5.6 RIS3 innovation maps

5.6 RIS3 innovation maps
5.6 RIS3 innovation maps logo

Thus far, little effort has been made to analyse data from the private sector’s R&D and innovation grant applications, both at national and regional levels. This data provides bottom-up information about new emerging businesses and technology trends as perceived by the private sector. Many R&D and innovation grants require matching funds from the private sector, and hence this information is more credible regarding business interests and trends than official declarations.

In the context of the smart specialisation process and entrepreneurial discovery, Innovation Maps (IMs) have been used to help tease out information about technological trends by the private sector. They are considered as new ways to collect and analyse data from R&D and innovation grant applications to identify emerging areas of business and technological strengths.

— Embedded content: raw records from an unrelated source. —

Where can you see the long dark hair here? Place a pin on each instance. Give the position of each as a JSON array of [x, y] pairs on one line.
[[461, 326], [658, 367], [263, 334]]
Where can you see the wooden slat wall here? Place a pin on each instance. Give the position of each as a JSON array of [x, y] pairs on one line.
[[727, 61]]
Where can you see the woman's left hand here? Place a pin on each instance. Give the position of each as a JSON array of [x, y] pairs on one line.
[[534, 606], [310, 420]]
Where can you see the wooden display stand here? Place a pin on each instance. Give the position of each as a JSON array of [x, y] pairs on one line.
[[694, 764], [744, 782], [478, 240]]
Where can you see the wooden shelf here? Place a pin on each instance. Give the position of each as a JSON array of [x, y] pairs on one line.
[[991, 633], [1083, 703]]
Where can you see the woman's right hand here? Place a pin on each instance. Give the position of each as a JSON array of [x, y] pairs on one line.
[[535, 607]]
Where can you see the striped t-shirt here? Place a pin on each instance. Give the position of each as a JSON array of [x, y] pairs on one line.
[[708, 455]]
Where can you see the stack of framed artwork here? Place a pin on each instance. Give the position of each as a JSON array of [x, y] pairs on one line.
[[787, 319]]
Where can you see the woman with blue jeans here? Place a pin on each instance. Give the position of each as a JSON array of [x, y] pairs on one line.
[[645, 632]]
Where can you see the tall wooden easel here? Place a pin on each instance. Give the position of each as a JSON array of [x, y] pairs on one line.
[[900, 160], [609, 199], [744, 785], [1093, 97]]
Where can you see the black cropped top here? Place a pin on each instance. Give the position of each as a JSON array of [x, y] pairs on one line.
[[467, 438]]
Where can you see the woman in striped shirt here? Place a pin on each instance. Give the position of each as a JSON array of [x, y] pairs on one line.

Innovation Maps were used as an essential part of the Entrepreneurial Discovery Process (EDP) in Poland, particularly within the pilot project on the EDP and business needs analysis conducted by the World Bank (2015). They were used to identify key priorities for business innovation spending.

Description of the method

In general terms, an Innovation Map is a method that enables acquiring a better understanding of the process of innovation, assisting in the development of new tools to measure innovation-related phenomena and to articulate innovation plans (Mahdjoubi, 1997).

The method is one that has not been widely used in EU regions/countries. In the context of the RIS3 development process, Innovation Maps have been used in Poland to help understand technological trends within the private sector using data on grant applications.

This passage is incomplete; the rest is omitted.